Conheça os irmãos Lumière

Conhece os irmãos Lumière? Já imaginou como seria o mundo sem o cinema? Com certeza seria muito mais quadrado e menos colorido do que é hoje.

O maravilhoso meio de contar histórias já nos proporcionou tantos eventos e emoções que cada um construiu sua relação própria com a sétima arte. Seja para nos entreter ou fazer refletir, o cinema se tornou fundamental como influenciador no modo como agimos e vivemos.

É inexplicável a capacidade do projetor em nos fazer rir e chorar. Tudo isso começou em 1895 com dois irmãos franceses, herdeiros de uma fábrica de películas fotográficas em Lyon, os irmãos Lumière.

Ok, mesmo que os Lumière tivessem parado na fotografia, é muito provável que alguém inventasse o cinematógrafo depois.

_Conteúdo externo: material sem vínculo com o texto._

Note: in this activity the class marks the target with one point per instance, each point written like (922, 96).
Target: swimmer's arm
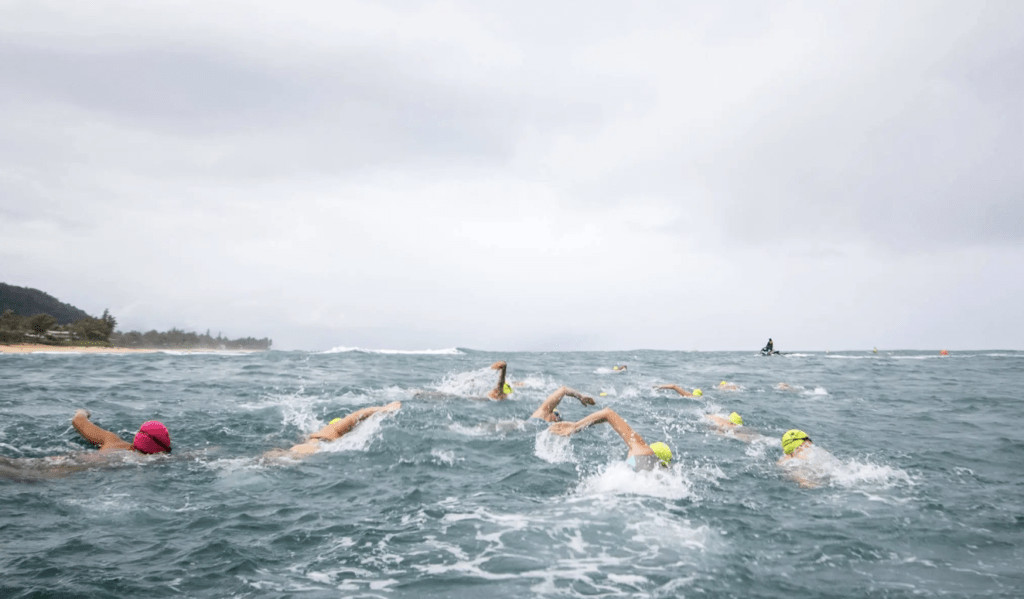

Até porque, Auguste e Louis Lumière não foram os primeiros a registrarem o nome “cinematographos”. Quem o fez foi Léon Bouly, três anos antes, em 1892.

Porém, devido à falta de pagamento sobre a patente, Bouly a perdeu dois anos depois e em 13 de fevereiro de 1895, o cinematógrafo foi registrado pelos Lumière que, segundo eles, era uma máquina para estudos científicos sem muito futuro comercial.

No final daquele ano, viria a ser exibido a primeira projeção pública em La Ciotat, no sudeste da França, mas foi no Grand Café em Paris, que ocorreram as primeiras exibições com publicidade e cobrança de ingressos.

Essas exibições foram assistidas por ninguém menos que Georges Méliès, pai do cinema de ficção e dos efeitos especiais. Eram filmes extremamente curtos, devido à limitação do rolo de filmagem.

Curtas documentários como “A Saída da Fábrica Lumière em Lyon” e “Chegada de um Comboio à estação da Ciotat” eram exibidos. Uma curiosidade é a reação das pessoas ao primeiro contato com a telona: muitas se assustaram e correram com medo do trem que vinha na direção delas, aquela ilusão de movimento era algo único, de um realismo nunca antes visto.

Lumière pelo mundo

Após as exibições na França, os irmãos seguiram com o invento, apresentando-o para Londres, Bombaim e Nova York. Isso foi crucial para a popularização do cinema no mundo, tornando-se uma arte muito influente na cultura popular da época.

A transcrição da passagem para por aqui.